The film also ended with a chilling scene, showing the killer standing in line at a movie theater, implying that he was still alive and free. The 2014 film, produced by Jason Blum, was a meta-sequel that acknowledged the existence of the 1976 film, and featured a copycat killer who mimicked the Phantom’s methods. Both films were met with mixed reviews, but have gained cult status among horror fans.

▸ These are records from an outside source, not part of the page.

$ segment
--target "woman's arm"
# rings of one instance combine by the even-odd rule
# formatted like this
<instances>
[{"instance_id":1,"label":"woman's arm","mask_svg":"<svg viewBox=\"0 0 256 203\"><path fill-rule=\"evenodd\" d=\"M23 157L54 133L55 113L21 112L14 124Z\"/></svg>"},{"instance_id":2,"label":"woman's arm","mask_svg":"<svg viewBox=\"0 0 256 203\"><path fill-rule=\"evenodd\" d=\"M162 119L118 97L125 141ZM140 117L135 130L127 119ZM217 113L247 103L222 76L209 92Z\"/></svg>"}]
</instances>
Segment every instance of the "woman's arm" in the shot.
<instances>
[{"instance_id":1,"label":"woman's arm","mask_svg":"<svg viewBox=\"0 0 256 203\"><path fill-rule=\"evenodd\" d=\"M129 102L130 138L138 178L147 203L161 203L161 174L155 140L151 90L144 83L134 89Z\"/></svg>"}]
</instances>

The Texarkana Moonlight Murders are one of the most notorious and mysterious cases of serial murder in American history. The Phantom Killer was a precursor to other infamous killers, such as the Zodiac, the Son of Sam, and the Golden State Killer, who also terrorized communities and evaded capture for years. The story of the Texarkana Moonlight Murders is a terrifying true story that still haunts the town that dreaded sundown.

Conclusion

The Texarkana Moonlight Murders were a series of brutal killings that occurred in Texarkana, a town on the border of Texas and Arkansas, in 1946. The killer, who wore a hooded mask and used a variety of weapons, was never caught and became known as the Phantom Killer. The case remains unsolved to this day, and has inspired several books, documentaries, and films, including the 1976 and 2014 versions of The Town That Dreaded Sundown. The story of the Texarkana Moonlight Murders is a terrifying true story that still haunts the town that dreaded sundown.